Turpan is not China. China wants it to be China, but Turpan is Uighurstan. There is a dialectic between the image of a Han Chinese, scampering from the heat and punishing sun to the confines of a concrete block of apartments, and the image of the Uighur man, clothed in loose linen shirt and pants and woven skull cap, strolling amongst the yellow rocky hills to his home constructed of the same earth as the surrounds, designed perfectly to maintain what coolness basic design can afford. Turpan is a place that the Han try to conquer, but where the very landscape quietly revolts against their presence.
I arrived in the evening at around ten Beijing time. I knew that Turpan would be the sort of tourist trap in which a lone traveller such as myself would inevitably become ensnared. The tout who rode me on his motorcycle to a hotel out of town managed to acquire a tidy sum out of me for the tour the next day of a couple of tourist sites, but a sum I budgeted for.
Turpan is famous for it’s heat – it has the highest recorded temperature in China. It is situated in a region of deserts, and is in a depression known as the Turpan Basin, one of the lowest points in the world. It is an oasis in the midst of a very dry barren land of rocky hills and sandy plains. It has none of the spectacular grandeur of the mountains bordering the Tibetan plateau. It has none of the civilised history, restored for visitors, of other cities in China. Turpan has that sparse, barren aura of a place that has seen the comings and goings of the world, and for a very long time.

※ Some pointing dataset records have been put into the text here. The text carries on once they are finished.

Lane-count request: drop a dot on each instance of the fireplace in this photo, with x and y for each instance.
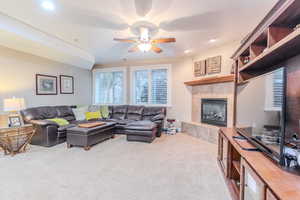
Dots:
(214, 111)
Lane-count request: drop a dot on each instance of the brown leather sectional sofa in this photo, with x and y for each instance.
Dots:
(139, 123)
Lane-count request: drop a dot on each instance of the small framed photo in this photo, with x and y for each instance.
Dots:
(15, 121)
(66, 84)
(214, 65)
(46, 85)
(200, 68)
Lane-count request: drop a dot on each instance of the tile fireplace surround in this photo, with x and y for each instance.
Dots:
(216, 91)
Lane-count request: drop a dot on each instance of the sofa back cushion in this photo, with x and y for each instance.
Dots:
(150, 112)
(64, 111)
(39, 113)
(119, 112)
(135, 112)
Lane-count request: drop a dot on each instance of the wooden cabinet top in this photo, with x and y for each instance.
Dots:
(285, 185)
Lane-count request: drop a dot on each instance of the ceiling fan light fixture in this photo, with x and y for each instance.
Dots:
(144, 34)
(144, 47)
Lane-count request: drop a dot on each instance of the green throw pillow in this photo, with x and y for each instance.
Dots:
(93, 115)
(104, 111)
(59, 121)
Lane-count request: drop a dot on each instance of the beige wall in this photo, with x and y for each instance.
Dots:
(182, 70)
(17, 78)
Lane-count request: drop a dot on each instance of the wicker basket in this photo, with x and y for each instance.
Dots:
(15, 140)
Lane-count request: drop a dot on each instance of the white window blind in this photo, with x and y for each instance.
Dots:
(159, 86)
(151, 85)
(278, 89)
(109, 87)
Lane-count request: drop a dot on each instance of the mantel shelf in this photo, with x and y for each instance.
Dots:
(211, 80)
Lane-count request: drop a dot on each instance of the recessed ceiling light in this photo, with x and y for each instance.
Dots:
(187, 51)
(48, 5)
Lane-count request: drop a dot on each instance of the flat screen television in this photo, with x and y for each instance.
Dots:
(265, 116)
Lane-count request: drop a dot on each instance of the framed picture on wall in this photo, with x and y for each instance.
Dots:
(200, 68)
(66, 84)
(213, 65)
(46, 85)
(14, 121)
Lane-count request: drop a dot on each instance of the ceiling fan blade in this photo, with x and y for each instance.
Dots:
(193, 23)
(156, 49)
(124, 40)
(143, 7)
(133, 49)
(163, 40)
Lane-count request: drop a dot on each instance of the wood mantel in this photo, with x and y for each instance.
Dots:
(211, 80)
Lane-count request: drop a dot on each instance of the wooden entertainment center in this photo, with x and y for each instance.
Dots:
(250, 175)
(245, 171)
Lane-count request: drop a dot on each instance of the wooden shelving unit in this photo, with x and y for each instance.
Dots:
(210, 80)
(246, 169)
(273, 41)
(237, 166)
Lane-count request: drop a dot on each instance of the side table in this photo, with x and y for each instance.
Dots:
(14, 140)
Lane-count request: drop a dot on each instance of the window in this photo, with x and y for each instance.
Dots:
(150, 85)
(109, 86)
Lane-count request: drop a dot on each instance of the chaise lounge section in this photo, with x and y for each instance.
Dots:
(139, 123)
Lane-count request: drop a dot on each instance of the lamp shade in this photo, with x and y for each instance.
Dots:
(14, 104)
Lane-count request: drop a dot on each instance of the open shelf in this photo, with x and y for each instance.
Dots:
(237, 166)
(273, 41)
(282, 50)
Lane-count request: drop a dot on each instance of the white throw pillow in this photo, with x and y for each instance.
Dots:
(80, 113)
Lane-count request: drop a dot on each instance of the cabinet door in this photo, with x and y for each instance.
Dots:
(270, 195)
(252, 187)
(223, 152)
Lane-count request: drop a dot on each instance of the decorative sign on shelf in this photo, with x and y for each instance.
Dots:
(200, 68)
(213, 65)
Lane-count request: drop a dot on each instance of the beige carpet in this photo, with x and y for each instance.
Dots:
(176, 167)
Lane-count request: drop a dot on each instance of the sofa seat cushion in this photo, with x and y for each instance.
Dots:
(59, 121)
(144, 125)
(65, 127)
(135, 112)
(119, 112)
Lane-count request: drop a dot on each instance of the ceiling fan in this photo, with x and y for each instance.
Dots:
(144, 43)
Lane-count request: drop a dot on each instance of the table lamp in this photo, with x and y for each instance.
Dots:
(13, 106)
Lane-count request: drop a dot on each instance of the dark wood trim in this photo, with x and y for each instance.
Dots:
(36, 84)
(60, 84)
(210, 80)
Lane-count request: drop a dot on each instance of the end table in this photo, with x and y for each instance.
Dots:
(14, 140)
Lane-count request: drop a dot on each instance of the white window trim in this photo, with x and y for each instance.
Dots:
(151, 67)
(111, 69)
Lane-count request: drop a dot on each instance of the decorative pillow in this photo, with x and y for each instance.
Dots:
(104, 111)
(59, 121)
(80, 113)
(93, 115)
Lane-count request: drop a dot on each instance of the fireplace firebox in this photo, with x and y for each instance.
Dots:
(214, 111)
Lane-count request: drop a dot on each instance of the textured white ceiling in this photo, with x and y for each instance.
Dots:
(92, 24)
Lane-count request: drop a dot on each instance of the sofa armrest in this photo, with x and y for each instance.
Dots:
(43, 123)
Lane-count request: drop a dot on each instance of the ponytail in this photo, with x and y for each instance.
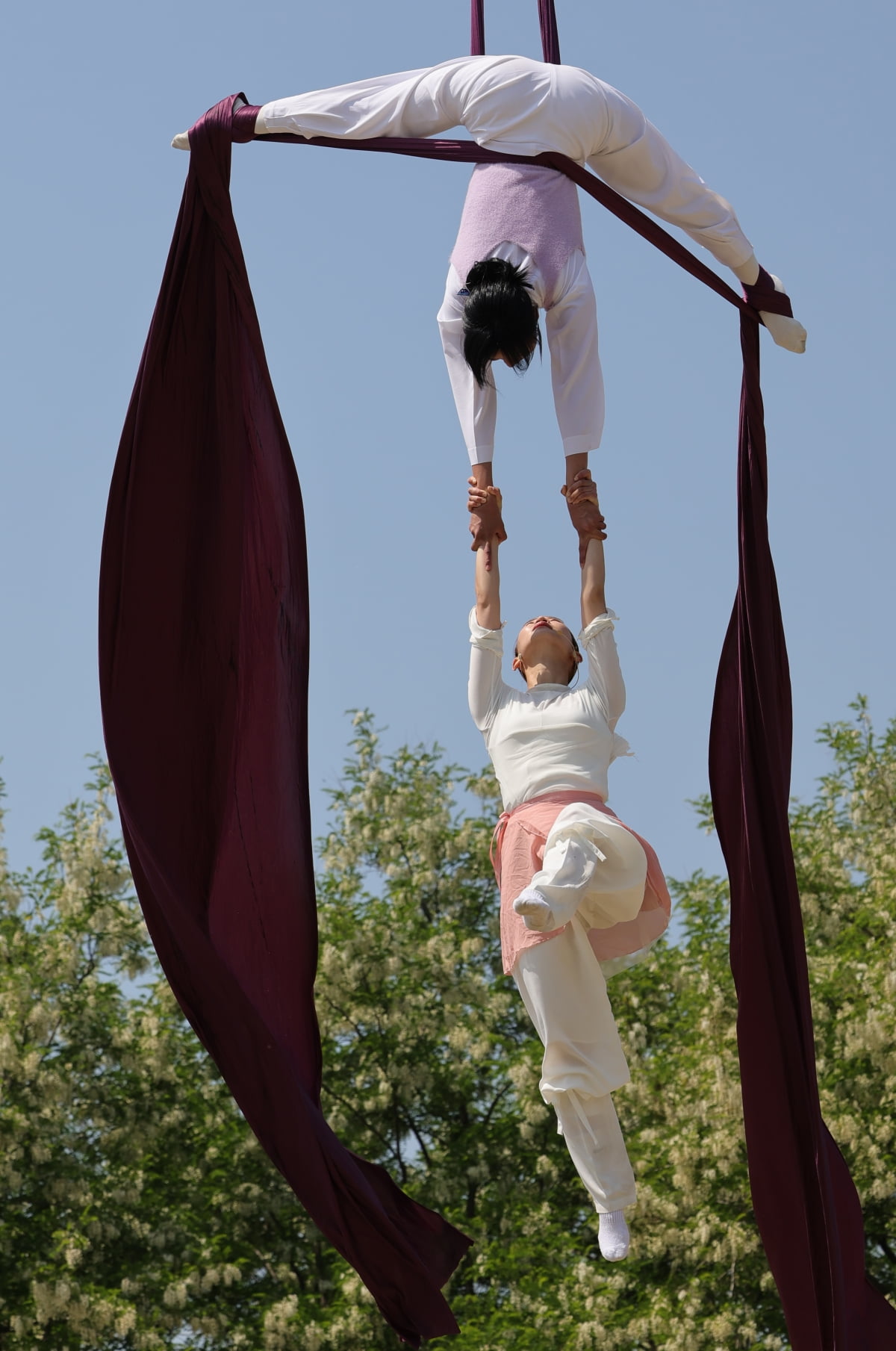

Xinjiang is famous, like much of Central Asia, for it’s position as a major crossroads for civilisations throughout history. It boasts an impressive diversity of minority groups, from lamist Tibetans to Muslim Uighur to mountain Kazakh families to even remnant Russian populations. The region has the feel of a place where the Han Chinese of the current empire are just another peoples to lay claim to a land that watches civilisations wax and wane, and will always be there, barren and unforgiving.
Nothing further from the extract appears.